March: A new strategy
Two days later, on Feb. 29, the FDA lifted restrictions on labs, issuing a new set of significantly less restrictive protocols. On March 3, the restrictions on who qualified for a test were dissolved. At that point, 13 people in the United States were recorded as having died of covid-19.
Still, tests were hard to come by. Five days after both restrictions were removed, the United States reported 518 cases and had completed 3,099 tests, according to the Covid Tracking Project. That is roughly 9.5 tests per million people. South Korea had 7,314 cases after performing 188,518 tests, or 3,682 tests per million. Yet, Trump claimed on March 6 that “anybody that needs a test gets a test.”
As of March 28, exactly four weeks after the FDA loosened the rules for testing, the United States still performed only 2,250 tests per million — two-thirds of what South Korea did almost three weeks earlier. The death toll in the United States was 2,198 — and climbing rapidly.
South Korea’s death toll that day was 144, a rate of 3 per million people. The rate for the United States was more than double — 7 per million people.
Konyndyk put the failure simply: “The reason [the lack of testing] has been such a damaging shortcoming in the U.S. response is it basically left us blind to the spread of the virus in our country for about six or seven weeks.”
The White House, the CDC and other federal agencies did not respond to requests for comment.
The Bottom Line
The president spent nearly two months issuing confusing and contradictory signals — leaving the bureaucratic machine of the U.S. government to chart the course for the coronavirus response.
The CDC designed its own test. The FDA picked a conservative testing strategy, allowing labs to use only the CDC test. When those tests failed, neither a new strategy nor a new test was available for more than two weeks. Azar failed to push the agencies to change direction, and the president didn’t intervene.

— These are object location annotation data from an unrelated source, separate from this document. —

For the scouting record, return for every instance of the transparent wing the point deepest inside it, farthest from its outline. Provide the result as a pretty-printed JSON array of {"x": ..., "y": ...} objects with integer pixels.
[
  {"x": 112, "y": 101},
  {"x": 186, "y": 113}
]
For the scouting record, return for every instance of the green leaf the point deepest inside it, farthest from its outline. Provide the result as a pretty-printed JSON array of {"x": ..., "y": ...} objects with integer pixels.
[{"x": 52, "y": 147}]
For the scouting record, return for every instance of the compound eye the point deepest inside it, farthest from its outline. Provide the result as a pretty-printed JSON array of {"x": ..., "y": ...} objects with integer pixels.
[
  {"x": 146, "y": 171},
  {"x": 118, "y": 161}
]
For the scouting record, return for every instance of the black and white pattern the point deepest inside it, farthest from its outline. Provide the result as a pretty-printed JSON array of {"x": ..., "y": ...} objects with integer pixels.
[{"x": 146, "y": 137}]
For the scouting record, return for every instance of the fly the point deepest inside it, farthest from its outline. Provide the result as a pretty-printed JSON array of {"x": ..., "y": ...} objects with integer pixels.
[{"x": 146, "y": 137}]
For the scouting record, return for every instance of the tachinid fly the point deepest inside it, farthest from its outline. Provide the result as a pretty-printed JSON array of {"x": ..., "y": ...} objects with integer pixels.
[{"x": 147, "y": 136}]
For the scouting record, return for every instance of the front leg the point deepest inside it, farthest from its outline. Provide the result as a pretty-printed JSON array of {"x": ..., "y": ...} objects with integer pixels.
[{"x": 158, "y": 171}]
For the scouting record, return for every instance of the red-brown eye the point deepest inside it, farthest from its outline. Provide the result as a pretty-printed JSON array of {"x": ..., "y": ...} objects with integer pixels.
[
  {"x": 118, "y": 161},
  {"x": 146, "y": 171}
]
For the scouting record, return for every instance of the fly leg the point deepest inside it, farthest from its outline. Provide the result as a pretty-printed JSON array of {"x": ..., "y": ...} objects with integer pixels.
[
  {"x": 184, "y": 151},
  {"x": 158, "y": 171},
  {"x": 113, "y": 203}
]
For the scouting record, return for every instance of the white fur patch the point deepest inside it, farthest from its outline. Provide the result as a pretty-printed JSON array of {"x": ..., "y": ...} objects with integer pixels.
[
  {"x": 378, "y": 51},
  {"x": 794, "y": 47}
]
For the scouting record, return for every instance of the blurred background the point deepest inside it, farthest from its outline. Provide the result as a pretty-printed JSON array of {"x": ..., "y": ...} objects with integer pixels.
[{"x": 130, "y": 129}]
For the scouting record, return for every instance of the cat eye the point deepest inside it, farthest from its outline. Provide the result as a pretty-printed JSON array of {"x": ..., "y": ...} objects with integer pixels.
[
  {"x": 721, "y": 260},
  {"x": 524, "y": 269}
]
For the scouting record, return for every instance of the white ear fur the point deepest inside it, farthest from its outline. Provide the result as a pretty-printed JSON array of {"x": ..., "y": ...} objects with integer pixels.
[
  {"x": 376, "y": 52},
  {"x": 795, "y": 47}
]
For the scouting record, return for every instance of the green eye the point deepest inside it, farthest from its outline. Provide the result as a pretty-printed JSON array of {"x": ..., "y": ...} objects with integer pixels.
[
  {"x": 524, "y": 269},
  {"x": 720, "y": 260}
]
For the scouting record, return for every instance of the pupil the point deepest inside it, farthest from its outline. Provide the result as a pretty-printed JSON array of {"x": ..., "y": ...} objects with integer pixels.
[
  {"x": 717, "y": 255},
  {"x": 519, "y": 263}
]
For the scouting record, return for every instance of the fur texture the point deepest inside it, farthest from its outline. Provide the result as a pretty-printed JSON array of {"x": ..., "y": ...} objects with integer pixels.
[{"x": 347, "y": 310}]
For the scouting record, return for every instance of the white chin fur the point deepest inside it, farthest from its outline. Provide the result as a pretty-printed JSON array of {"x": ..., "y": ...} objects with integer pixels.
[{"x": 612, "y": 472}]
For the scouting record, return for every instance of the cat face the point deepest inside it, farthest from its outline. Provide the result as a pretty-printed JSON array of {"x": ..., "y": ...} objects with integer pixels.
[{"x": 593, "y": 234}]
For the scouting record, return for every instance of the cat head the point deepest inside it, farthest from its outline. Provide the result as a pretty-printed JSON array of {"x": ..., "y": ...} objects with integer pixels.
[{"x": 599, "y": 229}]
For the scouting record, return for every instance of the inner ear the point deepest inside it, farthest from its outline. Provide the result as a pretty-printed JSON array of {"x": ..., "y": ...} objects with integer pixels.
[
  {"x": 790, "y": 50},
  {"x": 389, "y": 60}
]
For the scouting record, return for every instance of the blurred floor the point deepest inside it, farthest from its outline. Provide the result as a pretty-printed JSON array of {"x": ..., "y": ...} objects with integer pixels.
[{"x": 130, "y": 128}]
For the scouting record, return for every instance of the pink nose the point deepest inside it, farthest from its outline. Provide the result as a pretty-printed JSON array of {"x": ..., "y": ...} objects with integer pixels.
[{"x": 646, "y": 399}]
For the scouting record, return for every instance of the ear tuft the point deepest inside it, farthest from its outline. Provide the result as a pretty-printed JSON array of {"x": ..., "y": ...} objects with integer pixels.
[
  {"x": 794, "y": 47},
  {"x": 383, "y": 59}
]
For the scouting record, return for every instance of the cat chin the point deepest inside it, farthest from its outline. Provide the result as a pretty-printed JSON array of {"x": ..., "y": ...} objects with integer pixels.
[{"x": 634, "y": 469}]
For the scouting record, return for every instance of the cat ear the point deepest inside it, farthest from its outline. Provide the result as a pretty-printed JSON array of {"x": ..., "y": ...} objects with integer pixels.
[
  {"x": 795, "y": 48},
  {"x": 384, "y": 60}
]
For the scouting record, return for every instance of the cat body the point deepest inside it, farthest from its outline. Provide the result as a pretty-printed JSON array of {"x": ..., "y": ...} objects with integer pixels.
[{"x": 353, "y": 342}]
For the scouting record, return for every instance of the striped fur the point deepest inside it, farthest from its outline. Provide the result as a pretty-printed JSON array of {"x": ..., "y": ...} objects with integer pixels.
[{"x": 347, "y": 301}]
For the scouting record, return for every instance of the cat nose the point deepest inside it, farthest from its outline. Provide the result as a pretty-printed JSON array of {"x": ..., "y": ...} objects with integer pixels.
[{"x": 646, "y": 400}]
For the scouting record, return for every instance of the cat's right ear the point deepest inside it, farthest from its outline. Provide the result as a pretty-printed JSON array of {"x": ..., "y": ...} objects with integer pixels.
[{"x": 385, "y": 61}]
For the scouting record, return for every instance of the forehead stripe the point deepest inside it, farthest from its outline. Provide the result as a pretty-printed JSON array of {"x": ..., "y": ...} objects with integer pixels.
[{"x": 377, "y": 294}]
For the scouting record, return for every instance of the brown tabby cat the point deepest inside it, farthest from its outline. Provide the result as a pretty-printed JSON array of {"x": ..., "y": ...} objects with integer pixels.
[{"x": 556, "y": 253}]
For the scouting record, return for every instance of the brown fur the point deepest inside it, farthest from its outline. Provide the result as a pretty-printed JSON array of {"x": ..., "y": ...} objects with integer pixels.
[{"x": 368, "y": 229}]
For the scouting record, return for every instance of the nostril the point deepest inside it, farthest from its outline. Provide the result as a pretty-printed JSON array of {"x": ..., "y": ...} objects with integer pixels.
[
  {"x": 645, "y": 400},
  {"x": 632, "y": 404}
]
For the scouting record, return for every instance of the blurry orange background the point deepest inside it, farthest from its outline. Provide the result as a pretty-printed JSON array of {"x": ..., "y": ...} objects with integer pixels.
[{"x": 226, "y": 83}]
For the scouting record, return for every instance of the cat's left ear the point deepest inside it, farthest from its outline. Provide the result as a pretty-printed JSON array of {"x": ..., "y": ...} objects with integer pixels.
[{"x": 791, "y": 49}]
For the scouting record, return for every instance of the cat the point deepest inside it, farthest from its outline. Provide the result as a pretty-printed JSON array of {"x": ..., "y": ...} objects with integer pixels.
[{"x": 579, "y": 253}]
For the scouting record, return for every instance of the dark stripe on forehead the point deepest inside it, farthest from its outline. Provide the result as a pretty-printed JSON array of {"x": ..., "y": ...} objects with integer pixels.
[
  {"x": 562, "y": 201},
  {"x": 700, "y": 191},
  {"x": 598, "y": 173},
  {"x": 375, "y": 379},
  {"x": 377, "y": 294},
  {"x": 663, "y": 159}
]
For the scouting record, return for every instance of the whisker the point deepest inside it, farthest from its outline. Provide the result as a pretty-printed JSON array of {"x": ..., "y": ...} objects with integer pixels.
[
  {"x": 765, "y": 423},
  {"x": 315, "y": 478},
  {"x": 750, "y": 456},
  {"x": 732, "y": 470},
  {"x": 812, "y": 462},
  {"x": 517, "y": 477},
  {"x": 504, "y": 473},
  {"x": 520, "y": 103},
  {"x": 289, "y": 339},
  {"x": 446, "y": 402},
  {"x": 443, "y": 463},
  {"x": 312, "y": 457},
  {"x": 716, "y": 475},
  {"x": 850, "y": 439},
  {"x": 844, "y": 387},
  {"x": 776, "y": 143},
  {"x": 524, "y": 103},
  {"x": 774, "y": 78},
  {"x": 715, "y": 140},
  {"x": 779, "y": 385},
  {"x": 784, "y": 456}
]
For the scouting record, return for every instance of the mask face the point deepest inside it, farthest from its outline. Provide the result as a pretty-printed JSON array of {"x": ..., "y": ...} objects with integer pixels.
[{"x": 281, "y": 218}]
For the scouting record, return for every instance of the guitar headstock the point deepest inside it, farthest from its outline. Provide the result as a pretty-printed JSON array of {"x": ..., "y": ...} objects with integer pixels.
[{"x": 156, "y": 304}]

Even then, widespread testing was not immediately available. It’s not just the number of tests that are the problem — it’s getting the materials to do the tests and the personal protective medical equipment for providers to give those tests. That means we may never have a true count of how many Americans contracted the virus.
The missteps that went unmanaged were ignored by leaders at the highest level of government and allowed cases to go undetected, contributing to the spike in the virus’s spread.